Africa Academy of Science institutes $2.8m COVID-19 research fund

The Africa Academy of Science (AAS) and its partners have mobilized a total of $2.8 million to support key research priority areas across the African continent to help contain the spread of COVID-19 pandemic outbreak.

The priority research areas were identified by 844 researchers in the field of biomedical science, clinical, epidemiology, social science, policymakers, and infectious disease through a survey organised by the AAS on COVID-19.

Madam Juliette Mutheu-Asego, the Head of Communications and Public Relations at AAS, speaking to the Ghana News Agency in an interview said the Academy would in the coming days issue a call to invite researchers to apply to the funds to conduct studies in the priority areas.

The key research areas, she stated included; understanding the effectiveness of movement control strategies to prevent secondary transmission in health care and community settings, develop new Personal Protective Equipment approaches using local materials and manufacturing processes.

She said the study flagged high the issues of researching into the conduct of rapid population cross-sectional surveys to establish the extent of virus transmission using a standardized sampling framework.

Madam Mutheu-Asego said the survey recommended a special focus should be given to potentially at-risk groups including; malnourished individuals and people with HIV, TB Sickle Cell.

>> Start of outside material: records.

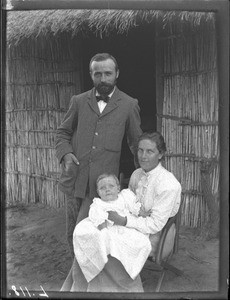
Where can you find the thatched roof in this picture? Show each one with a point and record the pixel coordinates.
(25, 24)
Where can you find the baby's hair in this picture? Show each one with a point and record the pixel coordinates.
(105, 175)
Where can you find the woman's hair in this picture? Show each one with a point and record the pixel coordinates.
(102, 57)
(105, 175)
(154, 137)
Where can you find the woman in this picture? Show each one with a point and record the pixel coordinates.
(159, 193)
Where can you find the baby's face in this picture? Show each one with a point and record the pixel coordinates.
(108, 189)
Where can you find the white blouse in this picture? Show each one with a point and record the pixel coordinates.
(158, 191)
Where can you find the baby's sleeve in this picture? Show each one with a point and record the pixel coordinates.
(97, 214)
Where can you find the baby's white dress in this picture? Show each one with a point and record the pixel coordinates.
(92, 246)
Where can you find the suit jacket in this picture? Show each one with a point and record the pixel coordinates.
(95, 138)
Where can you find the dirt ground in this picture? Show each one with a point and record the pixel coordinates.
(37, 257)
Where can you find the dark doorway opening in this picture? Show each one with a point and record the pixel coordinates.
(135, 54)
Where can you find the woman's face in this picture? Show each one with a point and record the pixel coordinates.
(108, 189)
(148, 155)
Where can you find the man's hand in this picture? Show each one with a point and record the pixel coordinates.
(116, 218)
(68, 159)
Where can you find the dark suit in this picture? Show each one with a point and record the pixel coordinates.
(95, 139)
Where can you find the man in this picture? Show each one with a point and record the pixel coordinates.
(89, 140)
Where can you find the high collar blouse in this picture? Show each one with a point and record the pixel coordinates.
(158, 191)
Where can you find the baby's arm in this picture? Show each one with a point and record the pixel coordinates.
(102, 225)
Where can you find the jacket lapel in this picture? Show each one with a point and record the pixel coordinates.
(112, 104)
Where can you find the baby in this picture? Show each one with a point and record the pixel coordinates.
(96, 237)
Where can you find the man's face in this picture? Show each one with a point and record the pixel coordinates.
(148, 155)
(108, 189)
(104, 76)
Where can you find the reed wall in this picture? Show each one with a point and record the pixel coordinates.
(42, 75)
(189, 112)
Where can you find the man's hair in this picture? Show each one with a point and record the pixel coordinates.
(154, 137)
(105, 175)
(102, 57)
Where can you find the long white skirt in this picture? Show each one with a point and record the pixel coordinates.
(92, 247)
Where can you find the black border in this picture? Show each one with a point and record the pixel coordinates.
(221, 8)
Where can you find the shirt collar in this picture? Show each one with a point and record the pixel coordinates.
(110, 95)
(153, 171)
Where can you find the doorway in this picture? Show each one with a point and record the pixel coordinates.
(135, 54)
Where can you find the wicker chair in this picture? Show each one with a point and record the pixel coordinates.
(160, 262)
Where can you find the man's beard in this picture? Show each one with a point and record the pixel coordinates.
(105, 88)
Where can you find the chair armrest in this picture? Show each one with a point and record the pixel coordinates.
(164, 233)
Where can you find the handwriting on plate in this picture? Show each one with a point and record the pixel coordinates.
(25, 292)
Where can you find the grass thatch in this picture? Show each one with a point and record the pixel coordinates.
(25, 24)
(190, 116)
(45, 71)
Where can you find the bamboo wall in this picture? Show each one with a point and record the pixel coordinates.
(42, 75)
(188, 112)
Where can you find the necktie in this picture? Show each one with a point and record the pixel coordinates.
(103, 98)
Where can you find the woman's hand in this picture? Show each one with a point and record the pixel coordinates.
(143, 213)
(116, 218)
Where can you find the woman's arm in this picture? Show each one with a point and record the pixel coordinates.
(161, 211)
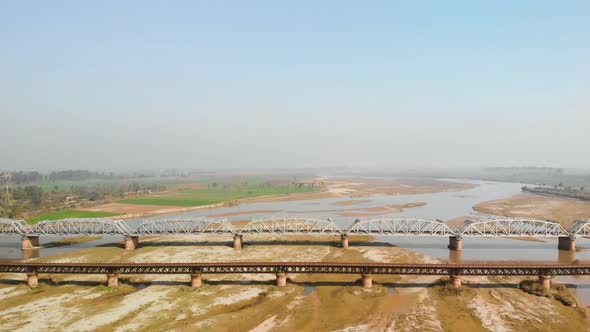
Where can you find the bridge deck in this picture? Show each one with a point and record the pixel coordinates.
(298, 267)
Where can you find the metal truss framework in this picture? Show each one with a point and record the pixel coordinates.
(299, 267)
(512, 227)
(80, 226)
(12, 227)
(580, 228)
(401, 227)
(290, 226)
(167, 226)
(498, 227)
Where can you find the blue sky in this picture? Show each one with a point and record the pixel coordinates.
(298, 84)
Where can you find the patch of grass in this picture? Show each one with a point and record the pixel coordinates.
(69, 214)
(198, 197)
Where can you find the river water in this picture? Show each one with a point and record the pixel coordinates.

She said it highlighted the development of protocols for the management of severe disease in the absence of intensive care facilities, determine optimal clinical practice strategies to improve the processes of care, and develop innovative approaches to use as alternatives to ventilation.

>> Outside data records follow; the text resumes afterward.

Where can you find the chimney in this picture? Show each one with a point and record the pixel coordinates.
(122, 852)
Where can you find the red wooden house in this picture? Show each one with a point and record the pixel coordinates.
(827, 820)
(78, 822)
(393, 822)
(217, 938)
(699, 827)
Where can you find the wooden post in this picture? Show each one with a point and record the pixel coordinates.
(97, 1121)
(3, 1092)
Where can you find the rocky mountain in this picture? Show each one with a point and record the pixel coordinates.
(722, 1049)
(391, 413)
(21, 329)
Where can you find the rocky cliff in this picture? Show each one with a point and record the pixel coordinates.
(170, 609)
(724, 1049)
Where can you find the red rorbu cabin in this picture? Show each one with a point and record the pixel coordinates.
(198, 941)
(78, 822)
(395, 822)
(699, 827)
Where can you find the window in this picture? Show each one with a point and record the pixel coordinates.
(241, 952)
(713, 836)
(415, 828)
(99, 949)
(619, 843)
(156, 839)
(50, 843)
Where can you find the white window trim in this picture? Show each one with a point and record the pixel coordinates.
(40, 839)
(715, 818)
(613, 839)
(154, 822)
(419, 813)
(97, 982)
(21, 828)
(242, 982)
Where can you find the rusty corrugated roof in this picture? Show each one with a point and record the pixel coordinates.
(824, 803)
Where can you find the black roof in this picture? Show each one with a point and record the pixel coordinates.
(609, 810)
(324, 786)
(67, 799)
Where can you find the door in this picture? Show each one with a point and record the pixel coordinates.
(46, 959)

The survey conducted in April, she noted flagged the examining of optimal ways of communicating about potential interventions in high-density low socio-economic status urban settings and ensures that knowledge was produced according to local, national and regional needs.

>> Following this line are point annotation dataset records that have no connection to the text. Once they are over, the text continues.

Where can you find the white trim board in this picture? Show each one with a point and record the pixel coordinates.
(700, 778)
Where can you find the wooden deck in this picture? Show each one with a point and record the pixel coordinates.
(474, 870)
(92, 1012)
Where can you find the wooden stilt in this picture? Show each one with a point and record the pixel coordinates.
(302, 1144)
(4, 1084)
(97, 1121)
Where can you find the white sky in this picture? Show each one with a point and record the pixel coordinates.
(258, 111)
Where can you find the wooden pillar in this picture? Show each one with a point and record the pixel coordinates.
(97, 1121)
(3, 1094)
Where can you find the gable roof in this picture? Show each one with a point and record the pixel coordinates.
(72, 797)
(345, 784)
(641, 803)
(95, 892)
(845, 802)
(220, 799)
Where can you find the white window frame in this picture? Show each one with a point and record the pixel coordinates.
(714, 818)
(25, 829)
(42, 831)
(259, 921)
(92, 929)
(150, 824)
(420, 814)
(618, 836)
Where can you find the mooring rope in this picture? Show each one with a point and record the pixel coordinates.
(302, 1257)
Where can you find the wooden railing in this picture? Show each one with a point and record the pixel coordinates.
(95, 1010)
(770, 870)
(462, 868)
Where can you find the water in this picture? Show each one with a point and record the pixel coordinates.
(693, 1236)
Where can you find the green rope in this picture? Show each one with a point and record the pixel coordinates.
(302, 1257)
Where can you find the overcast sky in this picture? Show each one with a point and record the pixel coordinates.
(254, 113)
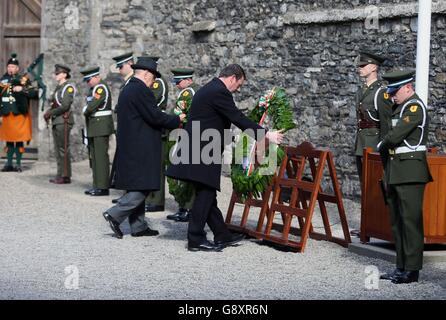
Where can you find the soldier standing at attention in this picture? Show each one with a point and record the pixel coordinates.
(406, 173)
(62, 121)
(16, 128)
(124, 63)
(99, 121)
(183, 79)
(373, 109)
(156, 199)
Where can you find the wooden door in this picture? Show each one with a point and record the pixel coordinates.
(20, 22)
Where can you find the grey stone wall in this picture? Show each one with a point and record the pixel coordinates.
(308, 47)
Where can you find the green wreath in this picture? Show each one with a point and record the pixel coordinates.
(246, 180)
(181, 191)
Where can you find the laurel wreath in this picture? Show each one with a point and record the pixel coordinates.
(181, 191)
(248, 180)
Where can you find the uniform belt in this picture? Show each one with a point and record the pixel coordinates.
(102, 113)
(401, 150)
(362, 124)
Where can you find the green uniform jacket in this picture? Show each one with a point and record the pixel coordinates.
(160, 90)
(16, 102)
(372, 105)
(61, 101)
(410, 127)
(98, 111)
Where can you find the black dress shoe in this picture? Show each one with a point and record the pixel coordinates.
(205, 246)
(184, 216)
(176, 215)
(114, 225)
(99, 192)
(406, 277)
(146, 233)
(391, 275)
(235, 238)
(8, 169)
(150, 208)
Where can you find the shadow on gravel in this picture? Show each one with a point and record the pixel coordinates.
(174, 230)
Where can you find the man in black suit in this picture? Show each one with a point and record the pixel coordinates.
(138, 156)
(213, 108)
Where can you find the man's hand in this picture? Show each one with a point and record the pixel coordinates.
(275, 136)
(17, 88)
(47, 116)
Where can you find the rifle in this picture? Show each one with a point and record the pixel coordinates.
(36, 70)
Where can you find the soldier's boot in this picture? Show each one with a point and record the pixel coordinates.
(392, 275)
(184, 216)
(177, 214)
(406, 277)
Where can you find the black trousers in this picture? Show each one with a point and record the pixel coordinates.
(204, 211)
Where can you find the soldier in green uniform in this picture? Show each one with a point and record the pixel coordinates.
(62, 122)
(16, 126)
(124, 63)
(99, 123)
(373, 109)
(184, 193)
(406, 173)
(156, 199)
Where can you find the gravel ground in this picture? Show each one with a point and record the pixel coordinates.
(46, 228)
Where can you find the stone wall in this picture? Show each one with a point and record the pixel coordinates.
(308, 47)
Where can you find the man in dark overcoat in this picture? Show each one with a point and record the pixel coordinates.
(138, 157)
(213, 108)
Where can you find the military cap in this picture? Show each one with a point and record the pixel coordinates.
(366, 58)
(59, 68)
(180, 74)
(13, 59)
(146, 63)
(90, 73)
(397, 79)
(123, 58)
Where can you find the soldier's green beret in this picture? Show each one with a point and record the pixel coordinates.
(90, 73)
(366, 58)
(397, 79)
(13, 59)
(59, 68)
(181, 73)
(123, 58)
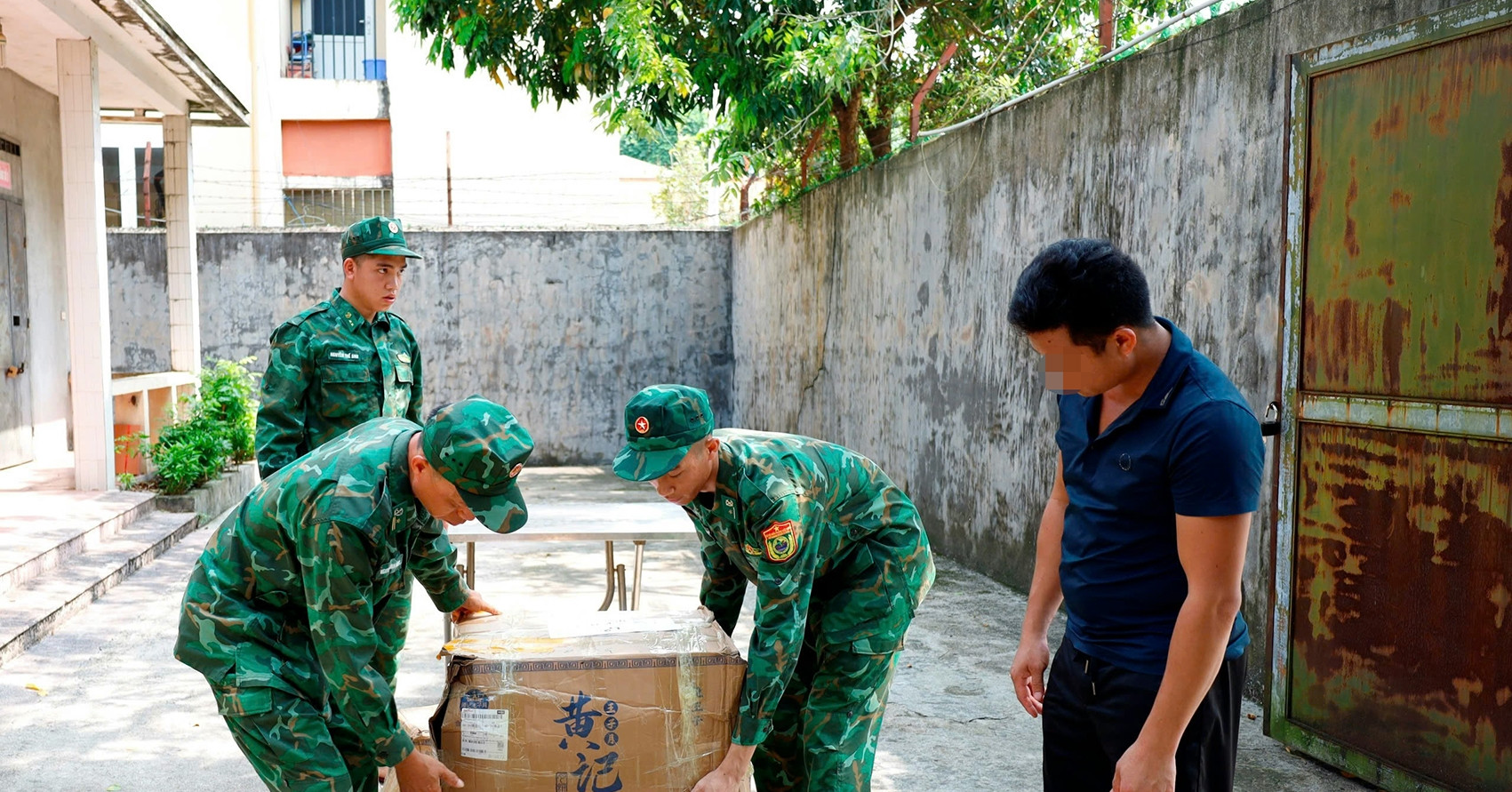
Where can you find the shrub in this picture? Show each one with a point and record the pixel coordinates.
(228, 396)
(217, 427)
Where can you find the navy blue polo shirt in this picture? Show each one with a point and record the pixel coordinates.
(1188, 444)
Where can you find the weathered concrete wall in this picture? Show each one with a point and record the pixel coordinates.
(875, 312)
(561, 327)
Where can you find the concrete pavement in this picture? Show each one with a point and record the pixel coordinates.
(123, 716)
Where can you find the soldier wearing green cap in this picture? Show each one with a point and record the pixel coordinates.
(284, 612)
(839, 561)
(347, 358)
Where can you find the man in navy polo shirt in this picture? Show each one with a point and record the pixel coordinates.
(1143, 537)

The African Academy of Sciences, she said recognizes the speed and urgency that was required to build a scientific body of knowledge required to inform current outbreak mitigation policies.

“Bearing in mind the limited time and resources available, the AAS is developing a credible research and development advisory that informs a coherent response backed by robust priorities for the continent to be ahead of the Covid-19 pandemic,” she noted.

The initiative was to complement the work of the World Health Organisation and recently established Africa TaskForce for Novel Coronavirus under the Africa Centres for Disease Control and Prevention that seeks to oversee preparedness and response to COVID-19.

Professor Kwadwo Koram, the Immediate past Director of the Noguchi Memorial Institute for Medical Research (NMIMR) said the findings of the survey were curial to containing and reducing the spread of the pandemic.

He said a priority area such as ascertaining the transmission dynamics of COVID-19 and understand the spread of disease nationally and regionally was on the radar of NMIMR and needed funding to undertake a study in that area.

Prof Koram noted that with the needed support, a study could be done to describe the severity and susceptibility of the disease to facilitate effective clinical and public health response to COVID-19 identify groups at high risk of severe infection.

He recalled that scientists NMIMR and West African Centre for Cell Biology of Infectious Pathogens both at the University of Ghana have obtained information about the virus responsible for the COVID-19 pandemic that has affected many countries globally.

The breakthrough would enable scientists to understand how the genome works – how genes work together to direct the growth, development, and maintenance of an entire organism.